We see no difference under MRE 803(6). Having determined that adequate foundations were laid for the evidence in question, we find nothing suggesting that defendant's confrontation rights were violated in this case. Defendant's insistence on only the custodian of records or the person actually creating the records testifying would defeat one purpose of the hearsay exception recognized in Kirtdoll. Limitations on the right of confrontation generally include an element of necessity. In the case of the business records exception, this is the avoidance of breakdown in business operations by calling away persons from critical work to verify trustworthy records that speak for themselves and which can be effectively identified by other persons. Kirtdoll, supra, pp 389-390.

Accordingly, we affirm defendant's conviction.

NOTES

[*] Circuit judge, sitting on the Court of Appeals by assignment.

[1] We find no merit in defendant's contention that the trial court erred in limiting defendant's cross-examination of the treasury agents, thus preventing the existence of the subpoena from coming to light at his trial. Our review of the cross-examination as well as a subsequent discussion by defense counsel reveals that the trial court limited the cross-examination only in regards to the defendant's selective prosecution theory and not in other areas.

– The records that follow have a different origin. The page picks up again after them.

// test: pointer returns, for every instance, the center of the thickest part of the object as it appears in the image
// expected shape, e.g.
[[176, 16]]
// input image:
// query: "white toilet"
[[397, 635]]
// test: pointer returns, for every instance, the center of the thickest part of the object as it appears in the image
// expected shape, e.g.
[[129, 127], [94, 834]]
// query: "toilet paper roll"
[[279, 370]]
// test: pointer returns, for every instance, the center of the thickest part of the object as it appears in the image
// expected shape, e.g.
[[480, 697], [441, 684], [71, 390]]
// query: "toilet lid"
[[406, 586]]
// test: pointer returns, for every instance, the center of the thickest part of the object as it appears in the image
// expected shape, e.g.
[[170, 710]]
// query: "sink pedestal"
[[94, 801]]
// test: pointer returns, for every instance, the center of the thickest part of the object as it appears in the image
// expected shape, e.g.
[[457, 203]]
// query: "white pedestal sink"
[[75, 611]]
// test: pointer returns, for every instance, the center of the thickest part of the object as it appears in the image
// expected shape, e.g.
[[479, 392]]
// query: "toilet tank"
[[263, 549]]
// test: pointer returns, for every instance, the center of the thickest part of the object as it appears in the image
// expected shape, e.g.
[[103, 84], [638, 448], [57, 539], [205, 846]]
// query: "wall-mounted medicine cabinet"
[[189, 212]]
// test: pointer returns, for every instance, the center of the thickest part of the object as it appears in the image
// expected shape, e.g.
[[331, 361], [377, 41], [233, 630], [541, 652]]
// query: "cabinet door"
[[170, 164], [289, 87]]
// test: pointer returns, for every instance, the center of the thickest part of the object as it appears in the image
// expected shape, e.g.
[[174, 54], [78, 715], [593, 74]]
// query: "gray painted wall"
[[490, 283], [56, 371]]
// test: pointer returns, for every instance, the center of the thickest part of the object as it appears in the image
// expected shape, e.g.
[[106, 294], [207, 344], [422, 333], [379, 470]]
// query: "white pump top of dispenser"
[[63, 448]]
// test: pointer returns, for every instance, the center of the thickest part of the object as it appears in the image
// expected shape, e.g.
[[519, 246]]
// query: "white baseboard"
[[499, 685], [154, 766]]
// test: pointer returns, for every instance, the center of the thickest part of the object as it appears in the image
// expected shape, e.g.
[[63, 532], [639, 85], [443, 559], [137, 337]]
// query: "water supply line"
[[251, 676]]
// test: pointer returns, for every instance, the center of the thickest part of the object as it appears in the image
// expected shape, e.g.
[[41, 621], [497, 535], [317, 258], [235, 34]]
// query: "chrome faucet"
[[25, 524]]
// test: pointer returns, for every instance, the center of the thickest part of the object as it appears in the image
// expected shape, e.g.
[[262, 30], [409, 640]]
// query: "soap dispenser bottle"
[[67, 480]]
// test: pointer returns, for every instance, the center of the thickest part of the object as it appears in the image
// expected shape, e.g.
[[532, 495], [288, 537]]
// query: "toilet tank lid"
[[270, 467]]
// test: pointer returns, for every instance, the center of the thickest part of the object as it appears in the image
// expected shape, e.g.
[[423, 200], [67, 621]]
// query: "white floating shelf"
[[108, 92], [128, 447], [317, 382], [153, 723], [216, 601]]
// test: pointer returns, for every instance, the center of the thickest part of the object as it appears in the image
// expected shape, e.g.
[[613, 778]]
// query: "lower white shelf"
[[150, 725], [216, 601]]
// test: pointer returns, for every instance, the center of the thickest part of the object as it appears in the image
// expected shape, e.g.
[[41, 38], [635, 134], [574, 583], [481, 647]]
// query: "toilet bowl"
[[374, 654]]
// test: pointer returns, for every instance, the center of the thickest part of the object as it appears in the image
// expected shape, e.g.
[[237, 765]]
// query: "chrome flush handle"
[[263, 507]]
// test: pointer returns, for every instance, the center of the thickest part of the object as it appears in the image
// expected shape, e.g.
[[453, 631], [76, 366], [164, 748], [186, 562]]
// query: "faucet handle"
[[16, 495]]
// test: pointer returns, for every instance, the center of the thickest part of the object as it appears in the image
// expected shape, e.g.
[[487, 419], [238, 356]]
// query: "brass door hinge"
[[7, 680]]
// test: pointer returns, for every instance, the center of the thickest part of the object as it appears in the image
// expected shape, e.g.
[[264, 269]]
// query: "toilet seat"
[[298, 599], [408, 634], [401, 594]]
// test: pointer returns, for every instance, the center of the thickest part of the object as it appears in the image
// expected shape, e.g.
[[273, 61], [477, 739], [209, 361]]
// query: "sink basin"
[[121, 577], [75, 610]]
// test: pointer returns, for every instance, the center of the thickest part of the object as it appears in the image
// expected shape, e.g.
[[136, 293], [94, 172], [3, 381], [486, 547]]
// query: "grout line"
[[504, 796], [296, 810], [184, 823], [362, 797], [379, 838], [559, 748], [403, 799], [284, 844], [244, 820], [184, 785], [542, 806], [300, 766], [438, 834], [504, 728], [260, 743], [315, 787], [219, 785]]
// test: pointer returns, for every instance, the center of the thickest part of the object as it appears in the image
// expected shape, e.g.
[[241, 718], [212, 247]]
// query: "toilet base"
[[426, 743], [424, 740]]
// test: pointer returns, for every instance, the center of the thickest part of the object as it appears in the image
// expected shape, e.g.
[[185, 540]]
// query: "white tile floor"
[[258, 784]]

[2] MCL 205.3(a); MSA 7.657(3)(a) grants transactional immunity. Transactional immunity has been defined as "immunity from prosecution for offenses to which compelled testimony relates." Use immunity is defined as immunity from "use of compelled testimony and evidence derived therefrom." Kastigar v United States, 406 US 441, 443; 92 S Ct 1653; 32 L Ed 2d 212 (1972); People v Patterson, 58 Mich App 727, 730; 228 NW2d 804 (1975), lv den 394 Mich 796 (1975). The Kastigar holding was that a use immunity statute was coextensive with the Fifth Amendment privilege. It follows that transactional immunity affords a witness considerably broader protection than does the Fifth Amendment. Kastigar, supra, p 453.

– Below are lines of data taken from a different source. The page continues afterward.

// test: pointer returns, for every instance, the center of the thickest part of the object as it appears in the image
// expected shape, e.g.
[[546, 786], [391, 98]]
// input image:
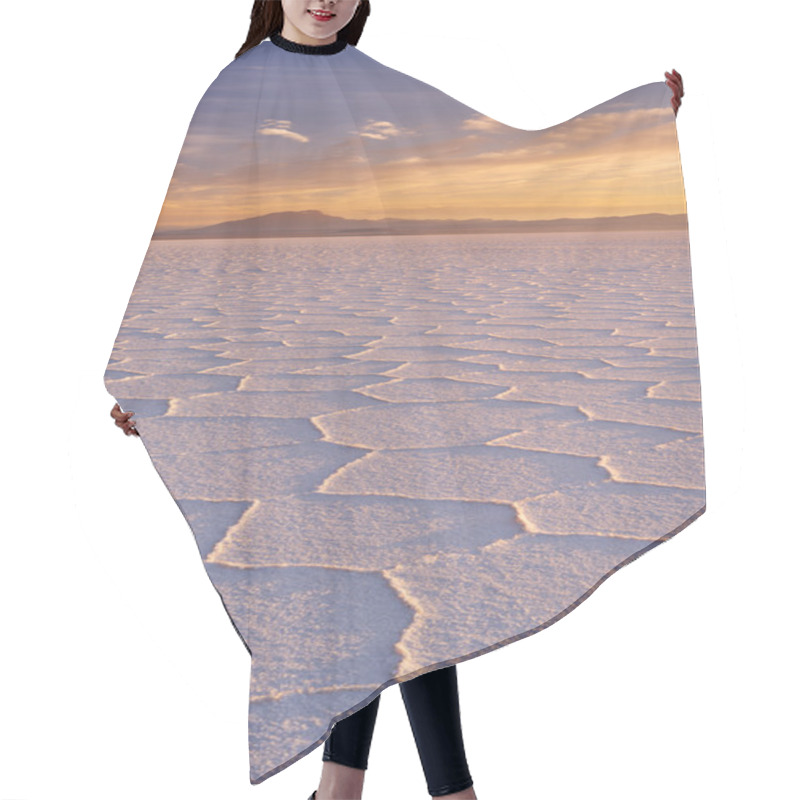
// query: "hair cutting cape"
[[418, 380]]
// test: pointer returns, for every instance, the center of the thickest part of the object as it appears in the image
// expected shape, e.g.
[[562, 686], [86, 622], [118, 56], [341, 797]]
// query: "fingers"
[[122, 419]]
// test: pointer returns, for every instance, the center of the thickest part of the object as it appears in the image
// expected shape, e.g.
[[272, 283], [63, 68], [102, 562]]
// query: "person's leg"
[[433, 710], [346, 754]]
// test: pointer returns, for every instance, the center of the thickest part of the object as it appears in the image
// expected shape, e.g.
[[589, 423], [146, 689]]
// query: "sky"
[[345, 135]]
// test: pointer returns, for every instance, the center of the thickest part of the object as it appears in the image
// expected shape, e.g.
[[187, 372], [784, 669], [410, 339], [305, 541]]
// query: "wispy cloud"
[[280, 127]]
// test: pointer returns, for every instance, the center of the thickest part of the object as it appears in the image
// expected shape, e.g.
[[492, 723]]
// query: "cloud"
[[280, 127], [380, 129]]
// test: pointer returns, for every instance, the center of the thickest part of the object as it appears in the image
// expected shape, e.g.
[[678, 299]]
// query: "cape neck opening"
[[309, 49]]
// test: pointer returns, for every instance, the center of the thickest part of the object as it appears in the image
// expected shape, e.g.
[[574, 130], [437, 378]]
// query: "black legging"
[[433, 711]]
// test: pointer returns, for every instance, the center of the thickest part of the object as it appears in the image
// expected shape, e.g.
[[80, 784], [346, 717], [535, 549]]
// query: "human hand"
[[123, 420], [675, 82]]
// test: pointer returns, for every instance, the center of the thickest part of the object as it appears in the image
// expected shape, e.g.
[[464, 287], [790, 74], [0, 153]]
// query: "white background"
[[121, 675]]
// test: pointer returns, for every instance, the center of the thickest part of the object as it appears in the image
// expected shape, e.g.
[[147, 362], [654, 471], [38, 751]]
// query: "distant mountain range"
[[315, 223]]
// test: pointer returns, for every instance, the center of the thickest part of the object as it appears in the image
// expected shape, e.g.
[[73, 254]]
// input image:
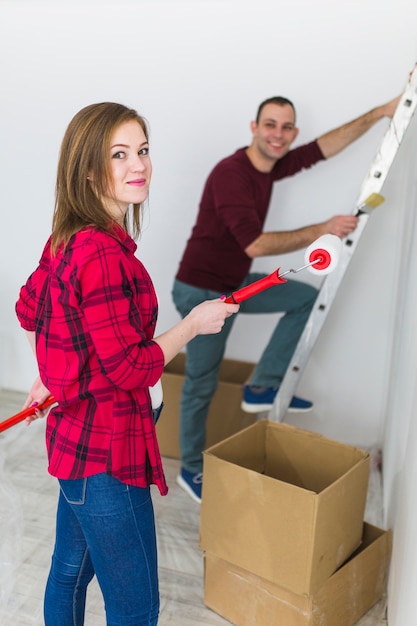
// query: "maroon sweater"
[[232, 213]]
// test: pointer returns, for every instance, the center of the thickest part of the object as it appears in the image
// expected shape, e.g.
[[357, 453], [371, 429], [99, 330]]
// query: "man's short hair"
[[279, 100]]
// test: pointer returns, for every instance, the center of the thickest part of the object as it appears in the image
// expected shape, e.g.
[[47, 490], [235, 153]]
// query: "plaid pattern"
[[94, 312]]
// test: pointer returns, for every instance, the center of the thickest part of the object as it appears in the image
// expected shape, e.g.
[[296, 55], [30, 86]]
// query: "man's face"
[[275, 131]]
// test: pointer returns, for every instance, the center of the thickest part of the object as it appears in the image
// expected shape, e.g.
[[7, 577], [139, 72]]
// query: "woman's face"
[[131, 169]]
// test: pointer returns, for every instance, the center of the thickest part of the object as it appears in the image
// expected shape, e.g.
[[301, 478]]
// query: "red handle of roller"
[[19, 417], [256, 287]]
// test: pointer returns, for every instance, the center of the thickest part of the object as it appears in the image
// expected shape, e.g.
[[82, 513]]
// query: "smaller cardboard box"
[[283, 503], [225, 415], [247, 600]]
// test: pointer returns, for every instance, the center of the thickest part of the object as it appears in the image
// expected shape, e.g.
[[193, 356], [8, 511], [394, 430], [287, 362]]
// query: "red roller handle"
[[259, 285], [19, 417]]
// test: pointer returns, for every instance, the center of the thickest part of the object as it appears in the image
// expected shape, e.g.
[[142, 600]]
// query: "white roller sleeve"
[[326, 251]]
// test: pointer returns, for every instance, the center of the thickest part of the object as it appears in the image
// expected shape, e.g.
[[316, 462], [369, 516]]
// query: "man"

Defendant's abbreviated argument couches the analysis only in terms of his privilege against self-incrimination, which will be the same under either use or transactional immunity statutes. We need not decide if some other additional protection afforded by a broader transactional immunity can bring defendant within the protection of a statute applying to his accountant. We think, however, that the same reasoning as used for the Fifth Amendment privilege and the clear wording of the statute require that even the broader transactional immunity protection be personal to the person testifying or producing evidence, not a third party incidentally incriminated.

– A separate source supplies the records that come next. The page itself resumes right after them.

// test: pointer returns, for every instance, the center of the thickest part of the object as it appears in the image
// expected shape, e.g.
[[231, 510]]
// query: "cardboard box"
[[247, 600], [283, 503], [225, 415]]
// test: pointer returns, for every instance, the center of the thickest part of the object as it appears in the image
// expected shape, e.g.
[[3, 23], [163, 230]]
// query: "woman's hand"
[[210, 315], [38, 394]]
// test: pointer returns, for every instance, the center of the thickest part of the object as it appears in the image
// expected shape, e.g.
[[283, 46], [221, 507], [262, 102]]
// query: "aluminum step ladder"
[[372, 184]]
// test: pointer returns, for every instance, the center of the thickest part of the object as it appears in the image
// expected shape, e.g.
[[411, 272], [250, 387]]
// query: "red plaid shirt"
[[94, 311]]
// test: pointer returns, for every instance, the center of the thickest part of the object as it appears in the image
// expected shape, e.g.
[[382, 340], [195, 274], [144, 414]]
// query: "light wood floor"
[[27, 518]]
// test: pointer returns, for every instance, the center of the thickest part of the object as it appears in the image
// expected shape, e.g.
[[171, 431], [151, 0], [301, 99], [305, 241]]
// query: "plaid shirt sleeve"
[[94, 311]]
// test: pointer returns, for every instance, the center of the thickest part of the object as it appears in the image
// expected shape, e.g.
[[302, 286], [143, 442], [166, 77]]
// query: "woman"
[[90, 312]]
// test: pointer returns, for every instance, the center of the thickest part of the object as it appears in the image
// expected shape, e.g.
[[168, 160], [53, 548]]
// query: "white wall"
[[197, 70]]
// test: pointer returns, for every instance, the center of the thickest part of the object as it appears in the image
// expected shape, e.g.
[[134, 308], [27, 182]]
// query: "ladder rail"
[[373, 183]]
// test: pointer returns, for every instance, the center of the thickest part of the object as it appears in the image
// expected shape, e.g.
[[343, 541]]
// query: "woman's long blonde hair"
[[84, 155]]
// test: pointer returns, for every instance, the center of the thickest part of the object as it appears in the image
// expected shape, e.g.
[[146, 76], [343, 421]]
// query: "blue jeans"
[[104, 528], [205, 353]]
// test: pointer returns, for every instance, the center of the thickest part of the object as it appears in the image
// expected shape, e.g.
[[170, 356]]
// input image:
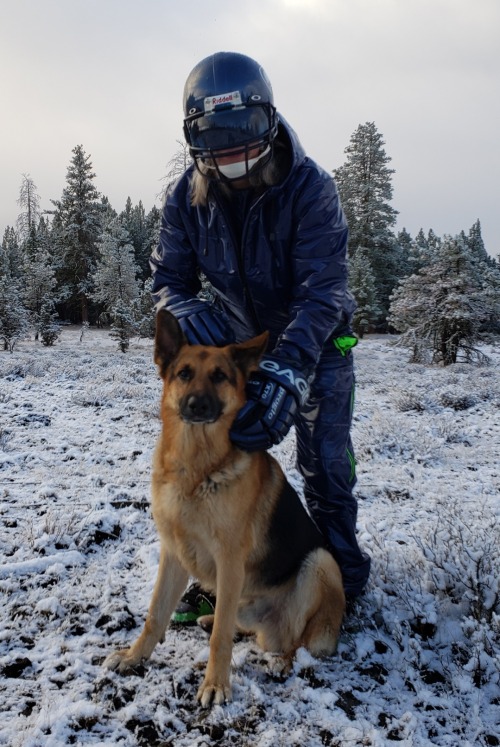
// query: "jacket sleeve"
[[173, 263], [321, 305]]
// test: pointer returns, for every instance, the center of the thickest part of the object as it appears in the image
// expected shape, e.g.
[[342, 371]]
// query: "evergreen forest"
[[82, 262]]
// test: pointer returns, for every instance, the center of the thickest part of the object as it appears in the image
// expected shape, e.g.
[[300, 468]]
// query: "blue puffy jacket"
[[288, 274]]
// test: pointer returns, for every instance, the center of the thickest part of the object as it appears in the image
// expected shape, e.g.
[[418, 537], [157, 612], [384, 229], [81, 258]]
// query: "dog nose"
[[199, 408]]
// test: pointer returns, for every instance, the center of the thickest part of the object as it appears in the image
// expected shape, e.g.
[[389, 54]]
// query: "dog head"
[[203, 384]]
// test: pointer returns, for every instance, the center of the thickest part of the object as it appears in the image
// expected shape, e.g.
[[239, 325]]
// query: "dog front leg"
[[170, 583], [216, 687]]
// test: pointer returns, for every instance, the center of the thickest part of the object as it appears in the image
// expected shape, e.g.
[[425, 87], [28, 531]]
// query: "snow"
[[419, 657]]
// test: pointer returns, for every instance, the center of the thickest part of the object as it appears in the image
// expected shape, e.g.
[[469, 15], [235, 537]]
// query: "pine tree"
[[441, 309], [77, 228], [29, 217], [177, 165], [13, 315], [11, 254], [145, 311], [362, 286], [133, 219], [365, 189], [115, 282], [49, 327]]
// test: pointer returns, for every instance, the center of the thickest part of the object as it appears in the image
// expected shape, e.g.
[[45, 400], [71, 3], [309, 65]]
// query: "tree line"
[[82, 262]]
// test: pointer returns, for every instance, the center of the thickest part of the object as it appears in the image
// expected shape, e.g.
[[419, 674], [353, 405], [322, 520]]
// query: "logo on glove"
[[298, 382]]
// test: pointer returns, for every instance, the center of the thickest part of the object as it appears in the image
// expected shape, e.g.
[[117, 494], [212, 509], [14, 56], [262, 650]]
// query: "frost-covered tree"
[[152, 229], [13, 315], [134, 220], [440, 309], [115, 282], [29, 217], [365, 188], [48, 325], [11, 254], [77, 227], [177, 165], [362, 285], [145, 310]]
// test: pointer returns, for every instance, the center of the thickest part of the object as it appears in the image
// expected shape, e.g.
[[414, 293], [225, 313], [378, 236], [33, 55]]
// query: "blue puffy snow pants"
[[325, 459]]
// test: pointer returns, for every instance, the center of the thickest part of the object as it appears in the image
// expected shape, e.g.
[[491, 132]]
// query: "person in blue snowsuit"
[[263, 224]]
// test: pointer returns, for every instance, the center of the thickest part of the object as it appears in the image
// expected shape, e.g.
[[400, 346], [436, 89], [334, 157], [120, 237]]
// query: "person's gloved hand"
[[274, 393], [201, 323]]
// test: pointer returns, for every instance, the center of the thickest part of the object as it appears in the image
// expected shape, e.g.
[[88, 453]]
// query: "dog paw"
[[214, 694], [122, 661]]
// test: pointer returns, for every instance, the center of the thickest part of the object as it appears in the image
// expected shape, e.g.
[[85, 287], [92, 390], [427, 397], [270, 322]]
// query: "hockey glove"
[[275, 392], [201, 323]]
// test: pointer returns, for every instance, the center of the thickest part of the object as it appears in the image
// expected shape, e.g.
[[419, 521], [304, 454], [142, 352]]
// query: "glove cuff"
[[289, 377]]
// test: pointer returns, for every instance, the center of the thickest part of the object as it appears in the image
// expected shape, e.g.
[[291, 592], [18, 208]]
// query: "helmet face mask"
[[228, 106]]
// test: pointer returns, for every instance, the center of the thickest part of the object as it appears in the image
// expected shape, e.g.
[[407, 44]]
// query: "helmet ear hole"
[[228, 104]]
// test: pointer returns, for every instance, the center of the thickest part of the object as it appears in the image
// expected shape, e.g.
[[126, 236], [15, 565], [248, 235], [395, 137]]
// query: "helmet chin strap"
[[240, 169]]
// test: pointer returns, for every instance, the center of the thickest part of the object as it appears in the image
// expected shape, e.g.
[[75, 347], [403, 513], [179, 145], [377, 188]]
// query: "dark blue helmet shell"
[[228, 103]]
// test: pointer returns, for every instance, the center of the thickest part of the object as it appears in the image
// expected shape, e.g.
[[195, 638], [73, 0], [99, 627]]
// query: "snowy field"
[[419, 658]]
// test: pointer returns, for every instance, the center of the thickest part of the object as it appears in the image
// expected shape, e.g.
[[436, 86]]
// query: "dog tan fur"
[[230, 519]]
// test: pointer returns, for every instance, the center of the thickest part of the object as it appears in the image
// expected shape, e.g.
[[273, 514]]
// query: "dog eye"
[[185, 374], [218, 376]]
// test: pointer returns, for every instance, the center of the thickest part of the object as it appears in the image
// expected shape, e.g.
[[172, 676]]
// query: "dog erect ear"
[[169, 339], [247, 355]]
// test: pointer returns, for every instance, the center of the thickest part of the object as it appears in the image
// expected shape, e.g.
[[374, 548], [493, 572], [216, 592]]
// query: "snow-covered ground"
[[419, 658]]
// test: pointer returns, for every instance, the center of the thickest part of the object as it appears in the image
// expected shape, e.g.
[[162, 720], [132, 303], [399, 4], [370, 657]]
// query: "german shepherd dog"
[[230, 519]]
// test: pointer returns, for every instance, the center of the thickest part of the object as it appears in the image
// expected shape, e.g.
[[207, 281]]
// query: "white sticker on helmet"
[[224, 99]]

[3] We note that defendant has not raised any claim pertaining to an accountant-client privilege such as that found in MCL 339.713; MSA 18.425(713). We have not been given sufficient facts concerning the nature of the records defendant's accountant allegedly produced to decide such a claim even if it were properly before us. The lack of a federal accountant-client privilege was noted in Couch v United States, 409 US 322, 335; 93 S Ct 611; 34 L Ed 2d 548 (1973), wherein the Court also noted the lack of justification for such a privilege where records relevant to income tax returns are involved in a criminal investigation or prosecution. Cf. Fisher v United States, 425 US 391, 404-405; 96 S Ct 1569; 48 L Ed 2d 39 (1976), which analyzed a situation similar to the facts of the instant case but involving an attorney-client privilege. The Court concluded that whether documents obtained by the taxpayers from their accountant and transferred to their attorneys for legal advice were obtainable by a summons directed to the attorney depended on whether the same documents would have been obtainable directly from the taxpayers, which question had to be answered in terms of the Fifth Amendment privilege against self-incrimination.